Cloud Computing at Fred Hutch

Updated: September 17, 2020

Edit this Page via GitHub       Comment by Filing an Issue      Have Questions? Ask them here.

If you are at all interested or curious about cloud solutions and would like to talk over options, Scientific Computing hosts a cloud-specific office hours every week. Dates and details for SciComp office hours can be found in CenterNet.

AWS Batch Overview

The Amazon Web Service (AWS) is a “cloud” computing provider which sells access to computational resources on a minute-by-minute basis. The “cloud” is actually just a simple idea that you can buy access to computers, instead of buying the computers themselves. Anytime you have a bunch of computers sitting in a warehouse running code for a bunch of different users around the world, that’s the “cloud.”

Among the different products offered by AWS, the three most relevant to bioinformatics are:

  • Amazon Elastic Compute Cloud, or EC2: a service that provides access to cloud-based computers of various sizes that allow temporary use by researchers to run computing jobs that require larger processors (CPU’s) or more memory than is typically available on a land-based computer. The computing resources available for a task depend on the choices made about the CPU’s or memory allocation in the specific EC2 instance (a virtual computing environment).
  • Amazon Simple Storage Service, or S3: a service that provides cloud-based data storage in the form of “buckets”, or a pool of data that can be accessed anywhere, anytime via the web by users with credentials allowing the access to that specific bucket. The size and particular security and credentials associated with individual S3 buckets are particularly well suited to scaling and flexibility with respect to access.
  • AWS Batch: a service which wraps around AWS EC2 resources such that researchers can more easily do computing processes with EC2 instances on data stored in S3.

Essential terms

  • Docker image: lightweight operating system / virtual machine see Docker documentation
  • CPU: Central processing unit, basically just a unit of computation. Your laptop probably has 4 CPUs, while large servers have dozens.

How it works

The basic idea behind AWS Batch is that it allows you to run a job, which consists of (1) a command, inside of a (2) Docker image on a machine, with a (3) specified amount of compute resources. For example, a trivial job that you could run would be:

  1. A command to print some text (echo Hello World), on
  2. A Docker image that’s able to run the command (ubuntu:16.04), with
  3. A specified number of CPUs (e.g. 1) and memory (e.g. 1Gb)
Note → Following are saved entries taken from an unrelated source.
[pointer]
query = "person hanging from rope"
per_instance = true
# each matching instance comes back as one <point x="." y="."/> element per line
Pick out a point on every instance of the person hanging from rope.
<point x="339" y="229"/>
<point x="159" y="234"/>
Based on those parameters, Batch will automatically:

  1. Find a machine with the required number of CPUs and memory
  2. Download the Docker image
  3. Run the command within the Docker image
  4. Shut down the Docker container
  5. Shut down the machine if it is no longer needed

Batch will often combine multiple jobs onto a single machine, if that is the most cost effective approach, with all jobs effectively isolated from each other within their own Docker image. The big idea here is that you can save money by only paying for compute resources at the exact time you need it, without worrying about how to pick the most cost effective combination of EC2 instances.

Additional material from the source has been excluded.